Le Merveilleux Voyage de Nils Holgersson à travers la Suède/Chapitre V
V
LA GRANDE DANSE DES GRUES À KULLABERG
Kullaberg est une montagne basse, longue, nullement grande ni puissante ; son large sommet porte des champs, des bois et quelques petites landes ; çà et là surgissent des renflements couverts de bruyère et de rocs nus ; là-haut le paysage n’est pas particulièrement beau ; il a l’aspect de la plupart des contrées élevées de Scanie.
Quiconque suit le chemin du sommet est un peu déçu. Mais qu’il s’écarte de la piste, s’approche des flancs de la montagne, et jette un coup d’œil vers les pentes abruptes ; il découvrira une foule de choses curieuses, et se demandera comment il pourra les examiner toutes. Kullaberg en effet ne repose pas comme tant d’autres montagnes sur la terre, entourée de plaines et de vallées : elle s’est élancée dans la mer aussi loin qu’elle a pu. Nulle bande de terre ne s’étend à ses pieds et ne la protège contre les vagues. Celles-ci atteignent ses murailles et ont eu le loisir de les former et de les user à leur guise. Aussi ces murailles se dressent-elles, ouvrées et sculptées par la mer et son auxiliaire le vent. Il y a des précipices taillés dans la falaise, et des pics noirs polis sous les coups de fouets incessants du vent. Il y a des colonnes isolées qui surgissent de l’eau, et de sombres cavernes aux entrées étroites. Il y a des escarpements verticaux et nus, et de douces pentes envahies par la végétation. Il y a de petits promontoires et de petites baies et de petits galets que les lames roulent dans un perpétuel bruissement. Il y a de superbes portails de pierre qui ouvrent leurs voûtes au-dessus de l’eau ; il y a des récifs pointus que noie à chaque instant une écume blanche, et d’autres qui se mirent dans une eau glauque et noire, éternellement tranquille. Il y a des marmites géantes creusées dans le roc ; d’énormes crevasses incitent le promeneur à se risquer dans l’intérieur de la montagne jusqu’à la caverne du gnome de Kullen.
Des ronces et des plantes rampent, escaladant et dégringolant ces falaises, ces rocs et ces crevasses. Les arbres ont poussé, mais la puissance du vent les a contraints à se transformer en buissons pour pouvoir se retenir aux flancs de la montagne. Les chênes s’écrasent sur le sol, et des hêtres aux troncs bas forment, dans les replis et les trous, de grandes tentes de verdure.
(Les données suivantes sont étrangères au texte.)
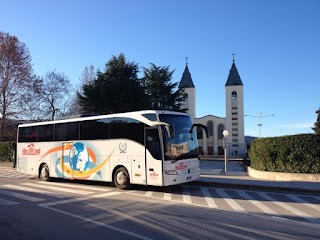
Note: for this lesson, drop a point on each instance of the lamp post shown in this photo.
(225, 146)
(259, 120)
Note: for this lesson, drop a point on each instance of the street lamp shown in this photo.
(259, 120)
Ces merveilleuses murailles, avec la mer vaste et bleue en bas, et l’air piquant, scintillant au-dessus, ont rendu Kullaberg si chère aux hommes qu’ils y viennent en foule tout le long de l’été. Il est plus difficile de dire ce qui y attire les animaux, mais ils s’y assemblent tous les ans en une grande réunion de jeu. C’est une coutume qui date de temps immémoriaux ; il aurait fallu être là au moment où la première vague de la mer couvrit d’écume la rive pour expliquer la raison de ce choix.
Lorsque l’assemblée va avoir lieu, les cerfs, les chevreuils, les lièvres, les renards et les autres quadrupèdes se mettent en route dans la nuit pour n’être pas vus par les hommes. Un peu avant le lever du soleil, ils se rendent à la place des jeux, une lande à gauche du chemin, non loin de la pointe extrême de l’île.
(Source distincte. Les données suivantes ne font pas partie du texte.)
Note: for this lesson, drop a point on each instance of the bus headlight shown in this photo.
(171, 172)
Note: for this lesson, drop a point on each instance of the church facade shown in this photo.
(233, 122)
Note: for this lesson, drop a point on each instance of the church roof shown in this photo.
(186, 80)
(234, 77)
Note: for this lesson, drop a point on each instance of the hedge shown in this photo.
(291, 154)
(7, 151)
La place des jeux est entourée de tous côtés de hauteurs arrondies : on ne la découvre qu’en arrivant tout près. Au mois de mars, il est peu probable que personne s’égare de ce côté. Les étrangers qui pendant la belle saison se promènent à travers les collines et escaladent la montagne, ont été chassés par les tempêtes de l’automne. Le gardien du phare du promontoire, la vieille dame qui habite Kullagârd, le fermier de Kullen et ses gens, suivent leurs chemins accoutumés, et ne rôdent pas dans les landes désertes.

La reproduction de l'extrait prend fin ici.